"Hypercontinuity" is a cardinality of a continuous set's power set (set of all subsets). When talking about fields, I mean the cardinality of field's set. At first glance there is nothing preventing them from existing, however I have never seen an example of one, a non-constructive proof that they exist, or a proof that they don't exist. Either of these would be appreciated.
That is basically all there is to the question itself, and the only thing I can add is my attempts to answer it myself.
- An attempt to construct one. Assume any continuous set $A$. We can construct a structure $\langle 2^A, \Delta, \cap \rangle$, where $2^A$ is a power set of $A$, which is hypercontinuous by the Cantor's theorem, $\Delta$ is symmetric difference of sets, which acts as addition of elements, and $\cap$ is intersection, which acts as multiplication. In this structure $\varnothing$ is an additive identity, and $A$ is a multiplicative identity.
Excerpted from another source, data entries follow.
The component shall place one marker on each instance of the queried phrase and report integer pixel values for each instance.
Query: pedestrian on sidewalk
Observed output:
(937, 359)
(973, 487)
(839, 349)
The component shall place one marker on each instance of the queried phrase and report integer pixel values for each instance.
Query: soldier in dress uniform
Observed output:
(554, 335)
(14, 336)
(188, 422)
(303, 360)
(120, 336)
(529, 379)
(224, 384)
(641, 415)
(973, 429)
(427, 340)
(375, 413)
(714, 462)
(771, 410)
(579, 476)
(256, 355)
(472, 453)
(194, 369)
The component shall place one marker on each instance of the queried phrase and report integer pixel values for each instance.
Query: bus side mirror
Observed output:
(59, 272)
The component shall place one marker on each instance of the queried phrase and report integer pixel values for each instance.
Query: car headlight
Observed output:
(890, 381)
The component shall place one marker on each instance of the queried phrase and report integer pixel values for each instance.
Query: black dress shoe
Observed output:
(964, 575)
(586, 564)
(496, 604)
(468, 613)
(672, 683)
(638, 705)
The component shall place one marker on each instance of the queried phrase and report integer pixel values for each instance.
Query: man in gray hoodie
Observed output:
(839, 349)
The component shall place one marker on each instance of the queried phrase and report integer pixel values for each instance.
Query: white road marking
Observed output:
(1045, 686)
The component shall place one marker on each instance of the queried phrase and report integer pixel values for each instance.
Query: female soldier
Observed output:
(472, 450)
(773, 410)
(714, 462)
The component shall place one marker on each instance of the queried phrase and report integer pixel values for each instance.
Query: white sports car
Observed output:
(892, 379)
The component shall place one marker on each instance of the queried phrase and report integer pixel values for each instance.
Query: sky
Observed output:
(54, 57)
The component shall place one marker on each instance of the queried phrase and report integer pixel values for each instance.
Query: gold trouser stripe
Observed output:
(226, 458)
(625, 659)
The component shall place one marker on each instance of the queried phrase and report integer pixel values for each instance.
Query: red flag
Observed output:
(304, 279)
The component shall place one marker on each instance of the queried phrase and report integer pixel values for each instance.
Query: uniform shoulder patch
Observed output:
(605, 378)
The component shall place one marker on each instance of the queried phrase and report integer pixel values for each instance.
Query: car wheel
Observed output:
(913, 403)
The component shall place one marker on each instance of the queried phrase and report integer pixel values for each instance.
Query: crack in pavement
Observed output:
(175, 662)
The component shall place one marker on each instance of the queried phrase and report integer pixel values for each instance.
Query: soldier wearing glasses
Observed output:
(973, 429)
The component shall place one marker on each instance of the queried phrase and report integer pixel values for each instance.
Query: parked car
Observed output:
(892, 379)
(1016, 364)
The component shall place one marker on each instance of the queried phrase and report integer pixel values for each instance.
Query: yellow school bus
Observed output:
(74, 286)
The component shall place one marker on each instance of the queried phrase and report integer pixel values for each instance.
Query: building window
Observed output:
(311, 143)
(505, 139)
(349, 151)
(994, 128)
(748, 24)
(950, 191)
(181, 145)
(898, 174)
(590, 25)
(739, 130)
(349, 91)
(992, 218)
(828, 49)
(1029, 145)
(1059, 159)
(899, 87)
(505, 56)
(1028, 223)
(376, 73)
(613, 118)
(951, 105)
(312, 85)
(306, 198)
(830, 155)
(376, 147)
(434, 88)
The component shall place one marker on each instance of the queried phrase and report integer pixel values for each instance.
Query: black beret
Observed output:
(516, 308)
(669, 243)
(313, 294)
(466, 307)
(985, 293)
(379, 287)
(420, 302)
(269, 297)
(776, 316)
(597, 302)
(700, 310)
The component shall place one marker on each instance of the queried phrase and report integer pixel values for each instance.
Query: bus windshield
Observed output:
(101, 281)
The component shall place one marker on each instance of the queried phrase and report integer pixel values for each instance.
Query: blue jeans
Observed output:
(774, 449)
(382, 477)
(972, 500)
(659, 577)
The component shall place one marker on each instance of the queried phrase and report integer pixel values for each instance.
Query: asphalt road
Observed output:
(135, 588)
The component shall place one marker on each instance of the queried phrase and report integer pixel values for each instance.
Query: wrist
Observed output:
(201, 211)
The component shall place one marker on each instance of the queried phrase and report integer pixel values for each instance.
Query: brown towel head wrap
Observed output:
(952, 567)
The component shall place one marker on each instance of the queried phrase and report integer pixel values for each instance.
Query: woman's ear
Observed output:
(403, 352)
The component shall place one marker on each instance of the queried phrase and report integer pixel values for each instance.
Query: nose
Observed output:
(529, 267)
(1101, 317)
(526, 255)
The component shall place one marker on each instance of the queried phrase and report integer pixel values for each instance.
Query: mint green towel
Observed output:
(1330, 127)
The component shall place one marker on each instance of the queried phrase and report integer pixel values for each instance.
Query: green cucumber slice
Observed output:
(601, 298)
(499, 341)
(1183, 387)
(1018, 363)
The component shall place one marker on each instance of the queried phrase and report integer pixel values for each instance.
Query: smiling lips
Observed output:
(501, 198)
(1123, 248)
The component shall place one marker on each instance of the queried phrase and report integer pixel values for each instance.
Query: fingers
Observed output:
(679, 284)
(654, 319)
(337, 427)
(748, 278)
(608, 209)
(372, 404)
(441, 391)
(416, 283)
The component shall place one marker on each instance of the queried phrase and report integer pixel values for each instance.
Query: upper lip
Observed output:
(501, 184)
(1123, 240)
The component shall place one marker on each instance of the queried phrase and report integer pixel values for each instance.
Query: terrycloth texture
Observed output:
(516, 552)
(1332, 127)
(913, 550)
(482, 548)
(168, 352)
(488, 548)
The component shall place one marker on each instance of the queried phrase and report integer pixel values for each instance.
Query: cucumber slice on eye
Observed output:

In such structure all of the field axioms are satisfied, except for the axiom of multiplicative inverses existance, making it a commutative ring instead of a field. In addition by assuming $A$ being a set of any cardinality, we can prove that commutative ring of any cardinality, representable as cardinality of some other set's power set, exists. Nothing about fields, however.
- Frobenius theorem. It states that under certain conditions any division ring is isomorphic either to $\Bbb R$, or to $\Bbb C$, or to $\Bbb H$. However one of the theorem conditions is that division ring has to be a finite-dimensional vector space over $\Bbb R$. And any such vector space is continuous, so this theorem is also not relevant to the question.
- Non-standard analysis. Unfortunately I am completely unfamiliar with this area of mathematics, however while researching on the question I stumbled upon a statement that gave me a vague idea that non-standard analysis might have an answer. I don't know if any of the structures it studies are fields, or if any are hypercontinuous, but I still thought it might be useful to mention it.